Le marchand d’oubli
Il est dessus l’esquive un pâle charlatan,
Bonimenteur faraud qui sans fin nous harangue,
Braillard de pacotille éventrant nos cœurs lourds
Et souillant, dans notre âme, un désir d’absolu.
Et ce marchand d’oubli en ses mémoires mortes
Empuantit toujours un peu plus, à nos portes,
L’air qu’il nous accapare en lustrant ses cohortes.
Etre libre, dit-il, c’est être dissolu,
Vaquer à son plaisir, ses pulsions, sans rebours,
S’en fourrer dans la bouche à se pourrir la langue
Comme une goule abjecte au regard de Satan.
Il est dessus nos sens un maître volubile,
Habile à promener sa trop vaste sébile
À nos regards trompés par son masque servile.
Et le monde n’est plus que ce foirail immense
Où le profit domine un peuple sans argent,
Qui fait briller sans fin une verroterie,
Un luxe d’apparat sur des écrans volages.

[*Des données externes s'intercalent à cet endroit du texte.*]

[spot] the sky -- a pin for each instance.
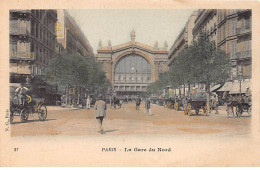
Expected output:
(150, 25)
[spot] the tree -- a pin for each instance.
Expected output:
(212, 64)
(74, 70)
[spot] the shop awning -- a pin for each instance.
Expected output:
(236, 87)
(226, 87)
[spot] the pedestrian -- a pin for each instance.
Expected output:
(148, 107)
(138, 102)
(184, 103)
(214, 105)
(88, 102)
(100, 109)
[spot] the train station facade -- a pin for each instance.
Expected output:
(132, 66)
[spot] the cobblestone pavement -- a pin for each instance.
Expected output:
(127, 120)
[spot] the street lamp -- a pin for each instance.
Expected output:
(240, 77)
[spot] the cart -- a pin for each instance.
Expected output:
(29, 107)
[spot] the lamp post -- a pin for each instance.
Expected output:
(240, 77)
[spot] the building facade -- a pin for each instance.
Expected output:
(234, 37)
(70, 36)
(132, 66)
(231, 31)
(32, 44)
(184, 38)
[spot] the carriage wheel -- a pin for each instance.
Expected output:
(238, 111)
(42, 113)
(184, 110)
(249, 111)
(11, 117)
(24, 115)
(197, 111)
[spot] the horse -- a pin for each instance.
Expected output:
(115, 102)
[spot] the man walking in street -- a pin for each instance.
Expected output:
(214, 104)
(138, 102)
(100, 108)
(88, 102)
(148, 107)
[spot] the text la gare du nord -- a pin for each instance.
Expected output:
(137, 150)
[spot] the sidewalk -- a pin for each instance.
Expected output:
(61, 108)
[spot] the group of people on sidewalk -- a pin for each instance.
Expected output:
(100, 110)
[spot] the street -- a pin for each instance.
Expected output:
(127, 120)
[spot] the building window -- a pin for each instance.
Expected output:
(36, 70)
(247, 45)
(13, 46)
(234, 27)
(234, 49)
(32, 70)
(239, 70)
(40, 71)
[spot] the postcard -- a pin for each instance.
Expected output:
(129, 83)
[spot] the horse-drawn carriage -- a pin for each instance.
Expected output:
(241, 106)
(24, 105)
(198, 101)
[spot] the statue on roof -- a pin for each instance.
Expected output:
(133, 35)
(100, 43)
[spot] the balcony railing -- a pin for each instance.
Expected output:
(243, 54)
(243, 30)
(20, 30)
(22, 55)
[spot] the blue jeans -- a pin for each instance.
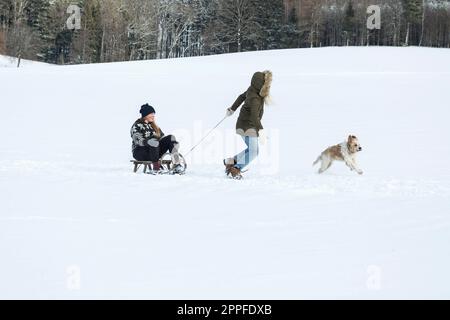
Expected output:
(244, 158)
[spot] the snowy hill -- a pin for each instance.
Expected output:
(75, 221)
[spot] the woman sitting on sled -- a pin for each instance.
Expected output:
(150, 143)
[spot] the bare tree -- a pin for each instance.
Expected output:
(237, 22)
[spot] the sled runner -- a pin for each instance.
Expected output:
(166, 165)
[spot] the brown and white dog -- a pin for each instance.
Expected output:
(346, 151)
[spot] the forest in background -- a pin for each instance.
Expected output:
(127, 30)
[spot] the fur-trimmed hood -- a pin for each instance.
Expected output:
(261, 82)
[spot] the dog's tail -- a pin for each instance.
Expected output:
(317, 161)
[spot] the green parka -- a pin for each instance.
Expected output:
(249, 121)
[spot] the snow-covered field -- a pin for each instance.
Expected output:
(75, 222)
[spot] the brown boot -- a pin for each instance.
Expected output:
(156, 166)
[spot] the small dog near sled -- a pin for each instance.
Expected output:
(346, 151)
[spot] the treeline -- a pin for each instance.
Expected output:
(124, 30)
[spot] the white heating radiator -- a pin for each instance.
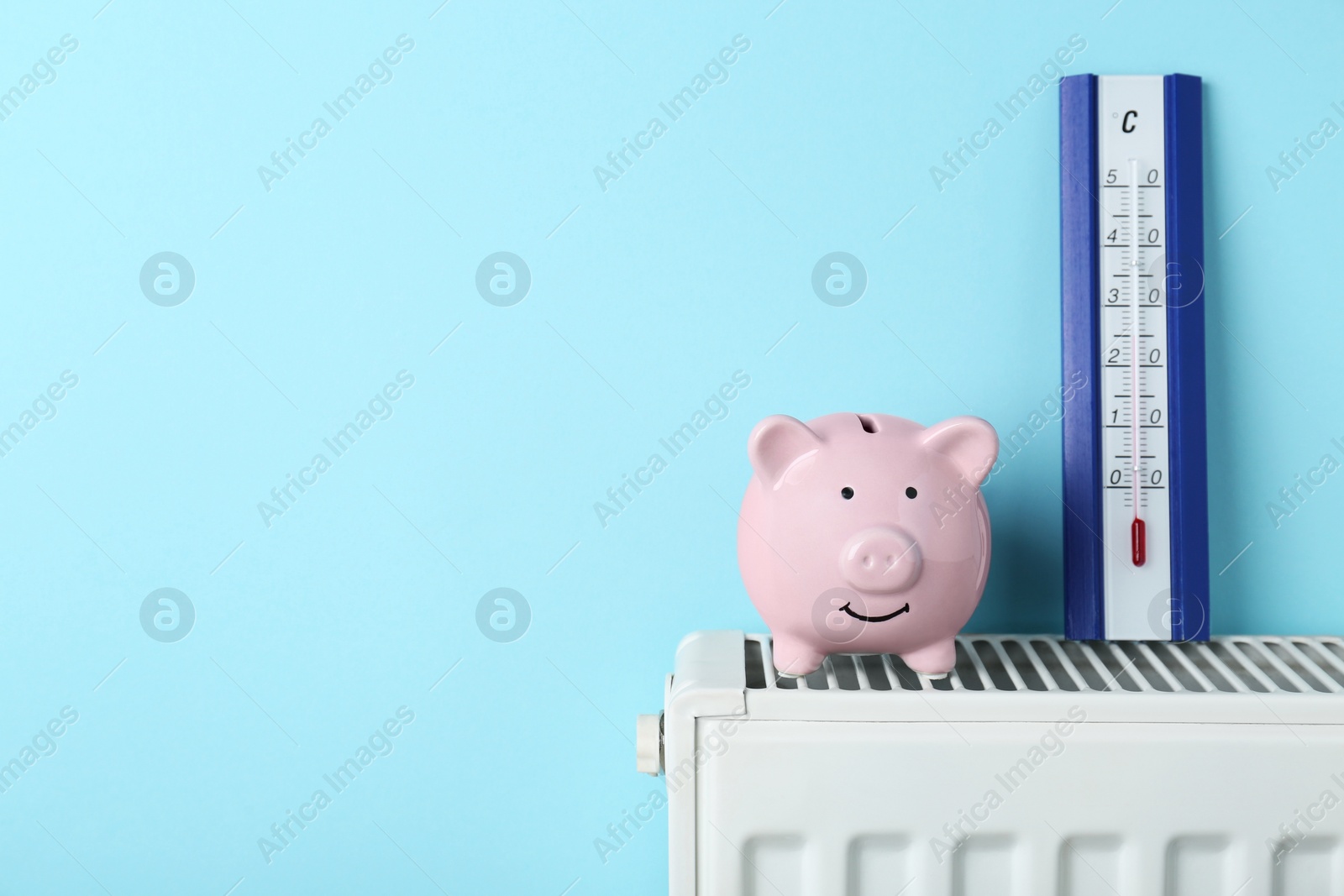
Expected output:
(1038, 768)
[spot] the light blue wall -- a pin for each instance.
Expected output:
(645, 297)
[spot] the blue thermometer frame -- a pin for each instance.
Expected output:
(1187, 483)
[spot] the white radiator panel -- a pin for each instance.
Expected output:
(1191, 772)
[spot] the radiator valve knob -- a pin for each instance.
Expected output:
(648, 745)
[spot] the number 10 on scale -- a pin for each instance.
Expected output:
(1136, 531)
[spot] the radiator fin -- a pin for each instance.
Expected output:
(1090, 866)
(1234, 664)
(1312, 867)
(984, 867)
(773, 867)
(1198, 866)
(879, 866)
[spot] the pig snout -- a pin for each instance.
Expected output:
(880, 560)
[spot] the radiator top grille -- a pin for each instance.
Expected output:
(1236, 664)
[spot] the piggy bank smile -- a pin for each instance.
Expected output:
(847, 610)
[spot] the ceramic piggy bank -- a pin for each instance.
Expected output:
(866, 533)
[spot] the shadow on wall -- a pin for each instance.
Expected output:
(1025, 593)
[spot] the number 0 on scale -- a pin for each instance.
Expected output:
(1136, 495)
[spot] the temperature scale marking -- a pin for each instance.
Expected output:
(1136, 539)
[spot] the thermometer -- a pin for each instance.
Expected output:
(1136, 495)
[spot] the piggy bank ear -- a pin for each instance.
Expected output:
(969, 443)
(779, 443)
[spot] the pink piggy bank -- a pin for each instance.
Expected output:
(866, 533)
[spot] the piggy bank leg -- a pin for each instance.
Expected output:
(936, 660)
(795, 658)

Et de l’homme distrait par ce désir sans but
Il se fait dans sa morgue un valet, attribut
D'un pays de misère, ainsi qu’un vil rebut.
L’être intime, pourtant, en compte les outrages
Et sait le faux semblant de cette loterie,
Société où partout se devine un sergent
Prêt à nous agonir aussitôt que l’on pense.
Le tyran n’est pas mort et ce très vieux monarque,
Moderne zélateur, en son diktat nous marque
Et nous prescrit le rôle où son vouloir nous parque.
Plèbe en la glèbe encor comme au temps de Néron
Nous le voyons détruire en jouant de sa lyre
Au nom du rendement nos ressources ultimes
Assassinant l’espoir jusqu’à son fondement.
Comme un dieu sans mesure la spéculation
Arase les sommets pour s’en faire un bastion,
Régnant sans satiété au nom d’une ambition.
Et, dociles toujours jusqu’au renoncement
Les peuples trop patients, trop longtemps magnanimes,
Tolèrent ce voyou que l’on va réélire,
Soumis aux vains arrêts de ce morne baron.